Conforme ressaltaram os autores Ananias Alves Cruz e Johnson Pontes de Moura no artigo intitulado: “considerações sintomáticas e medicamentosas a respeito do novo coronavírus: uma revisão da literatura sobre farmacologia, efeitos adversos, fisiopatogenia e formas de tratamento da covid-19”, a atividade pró trombótica atípica mais endotelite disseminada (cita o estudo que trouxe aqui recentemente no artigo) e, por conseguinte, os profissionais de saúde deverão atuar nestas duas frentes parece ser o caminho pra reduzir morbidade e mortalidade nos casos graves.

Johnson Moura também ressalta no artigo publicado que O SARS-CoV-2, diferentemente dos outros da mesma família (SARS-CoV e MERS), liga sua proteína Spike (S) a diversos receptores situados na membrana plasmática de células de vários tecidos e órgãos do corpo humano!!! Isso faz com que a sua ação atinja não apenas os pulmões (pneumonia e trombose – tempestade de citocinas ou ACE2), mas também de forma sistêmica no sangue e nos vasos sanguíneos (tecido endotelial).

Portanto, atua neste sentido no enfraquecimento da célula cardíaca (célula estriada cardíaca – discos intercalares), e também na redução no transporte de oxigênio pela molécula de hemoglobina, alterando a ligação do Ferro 2 para Ferro 3 que é altamente tóxico!!!

Além disso, o Sars-COV-2 altera a eficácia na redução de oxigênio na molécula de Hemoglobina, de forma a alterar o estado de oxidação de Fe2+ para Fe3+. Portanto, em decorrência dos argumentos elencados no artigo publicado, ocorre a sensação de falta de ar intensa nos casos em estado grave dos infectados pelo novo CoronaVirus.
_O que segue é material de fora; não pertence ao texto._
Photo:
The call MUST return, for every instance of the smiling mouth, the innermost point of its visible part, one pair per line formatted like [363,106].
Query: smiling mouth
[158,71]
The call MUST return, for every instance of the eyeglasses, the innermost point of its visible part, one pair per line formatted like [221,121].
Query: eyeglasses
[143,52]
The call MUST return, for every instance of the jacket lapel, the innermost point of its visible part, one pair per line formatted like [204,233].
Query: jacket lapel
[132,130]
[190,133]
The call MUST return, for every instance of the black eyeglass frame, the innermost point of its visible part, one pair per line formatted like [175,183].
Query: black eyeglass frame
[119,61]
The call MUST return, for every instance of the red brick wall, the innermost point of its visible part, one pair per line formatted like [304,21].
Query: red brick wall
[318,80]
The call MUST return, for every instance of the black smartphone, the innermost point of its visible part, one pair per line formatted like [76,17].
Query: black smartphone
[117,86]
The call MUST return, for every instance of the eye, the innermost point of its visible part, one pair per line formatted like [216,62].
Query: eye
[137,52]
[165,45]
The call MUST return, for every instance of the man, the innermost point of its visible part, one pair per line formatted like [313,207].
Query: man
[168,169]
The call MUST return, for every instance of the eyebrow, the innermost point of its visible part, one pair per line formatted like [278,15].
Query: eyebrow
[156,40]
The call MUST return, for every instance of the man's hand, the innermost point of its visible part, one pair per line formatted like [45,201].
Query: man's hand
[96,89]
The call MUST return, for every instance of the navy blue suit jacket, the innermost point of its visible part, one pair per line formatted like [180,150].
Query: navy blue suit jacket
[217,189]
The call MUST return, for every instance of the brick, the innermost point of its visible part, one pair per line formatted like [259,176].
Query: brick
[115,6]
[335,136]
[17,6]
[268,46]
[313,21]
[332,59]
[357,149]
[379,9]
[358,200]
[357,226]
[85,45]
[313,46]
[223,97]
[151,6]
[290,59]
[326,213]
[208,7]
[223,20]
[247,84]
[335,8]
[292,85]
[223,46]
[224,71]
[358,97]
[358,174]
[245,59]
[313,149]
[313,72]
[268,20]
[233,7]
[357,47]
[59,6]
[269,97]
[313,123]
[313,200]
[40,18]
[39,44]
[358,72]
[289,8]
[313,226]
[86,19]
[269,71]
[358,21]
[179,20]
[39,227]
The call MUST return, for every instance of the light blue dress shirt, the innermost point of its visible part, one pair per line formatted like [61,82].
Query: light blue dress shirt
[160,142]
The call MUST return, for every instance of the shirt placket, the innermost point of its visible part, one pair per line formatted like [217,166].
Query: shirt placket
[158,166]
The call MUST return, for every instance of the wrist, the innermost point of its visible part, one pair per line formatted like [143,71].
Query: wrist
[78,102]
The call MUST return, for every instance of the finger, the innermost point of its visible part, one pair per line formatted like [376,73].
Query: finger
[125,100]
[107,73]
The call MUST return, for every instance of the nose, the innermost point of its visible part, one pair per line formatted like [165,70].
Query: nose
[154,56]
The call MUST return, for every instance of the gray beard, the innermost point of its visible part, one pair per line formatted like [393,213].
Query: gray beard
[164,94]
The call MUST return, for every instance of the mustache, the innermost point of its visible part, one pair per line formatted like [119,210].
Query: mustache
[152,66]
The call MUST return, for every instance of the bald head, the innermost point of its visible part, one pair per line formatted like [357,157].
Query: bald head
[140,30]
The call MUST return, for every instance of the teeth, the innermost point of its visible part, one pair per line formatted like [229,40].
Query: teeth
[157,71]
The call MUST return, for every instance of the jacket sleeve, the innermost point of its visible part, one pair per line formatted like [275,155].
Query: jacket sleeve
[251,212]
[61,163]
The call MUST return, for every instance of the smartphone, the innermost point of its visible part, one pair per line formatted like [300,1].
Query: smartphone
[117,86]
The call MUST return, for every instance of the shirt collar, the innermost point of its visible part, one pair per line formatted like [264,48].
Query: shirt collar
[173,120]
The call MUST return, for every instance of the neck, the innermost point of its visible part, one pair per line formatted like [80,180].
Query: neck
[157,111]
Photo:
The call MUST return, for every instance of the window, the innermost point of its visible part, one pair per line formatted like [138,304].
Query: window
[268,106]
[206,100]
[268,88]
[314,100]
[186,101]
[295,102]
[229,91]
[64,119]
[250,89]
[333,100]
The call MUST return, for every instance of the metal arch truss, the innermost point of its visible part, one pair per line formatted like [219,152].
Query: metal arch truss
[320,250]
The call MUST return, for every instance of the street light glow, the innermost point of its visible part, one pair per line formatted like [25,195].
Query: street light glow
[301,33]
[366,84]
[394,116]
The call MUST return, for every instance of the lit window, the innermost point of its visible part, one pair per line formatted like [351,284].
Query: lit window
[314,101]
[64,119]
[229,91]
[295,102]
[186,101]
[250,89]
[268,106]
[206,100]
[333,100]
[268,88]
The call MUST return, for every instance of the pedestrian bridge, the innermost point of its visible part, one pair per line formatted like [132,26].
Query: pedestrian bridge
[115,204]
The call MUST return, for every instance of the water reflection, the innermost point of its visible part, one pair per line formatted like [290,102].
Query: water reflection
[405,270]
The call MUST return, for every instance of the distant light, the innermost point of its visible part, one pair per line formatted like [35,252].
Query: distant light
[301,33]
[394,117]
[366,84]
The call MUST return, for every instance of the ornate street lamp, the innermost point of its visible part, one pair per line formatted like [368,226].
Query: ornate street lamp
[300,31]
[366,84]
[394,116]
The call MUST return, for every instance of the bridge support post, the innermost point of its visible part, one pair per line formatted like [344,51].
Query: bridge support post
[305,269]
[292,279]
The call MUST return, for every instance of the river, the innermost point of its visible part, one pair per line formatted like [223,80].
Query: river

Sete coronavírus causam doenças em humanos

Conforme o Médico Infectologista e Doutor em Epidemiologia (Sérgio de Andrade Nishiokaseu) retratou historicamente os tipos de Corona Virus no seu blog

“Realités biomédicales”, publicado no jornal francês Le Monde, o divulgador científico Marc Gozlan faz um relato dos 90 anos de história dos coronavírus e das doenças humanas e animais causadas por eles [1].

Foi observado que na década de 1930 que três doenças verificadas em animais eram causadas por vírus, sem que se estabelecesse que houvesse um parentesco entre eles. Foram esses vírus os causadores da bronquite infecciosa aviária, doença ainda hoje de grande importância econômica para os criadores de frangos, inclusive no Brasil, da gastroenterite suína transmissível, e da hepatite murina (de camundongos).

O primeiro coronavírus só foi descrito, contudo, em 1965, quando se verificou experimentalmente ser ele causador de resfriados em humanos.

O mesmo vírus foi isolado no ano seguinte e recebeu o nome de HCoV 229E, que foi a denominação que prevaleceu.

Outro coronavírus, o HCoV-OC43, foi isolado em 1967, e nos anos subsequentes ficou definida sua relação com resfriados em humanos. O nome coronavírus surgiu em 1969, e foi ainda naquela década que se estabeleceu que esses dois vírus causadores de resfriados em humanos pertenciam ao mesmo grupo de vírus causadores das doenças em animais citadas anteriormente.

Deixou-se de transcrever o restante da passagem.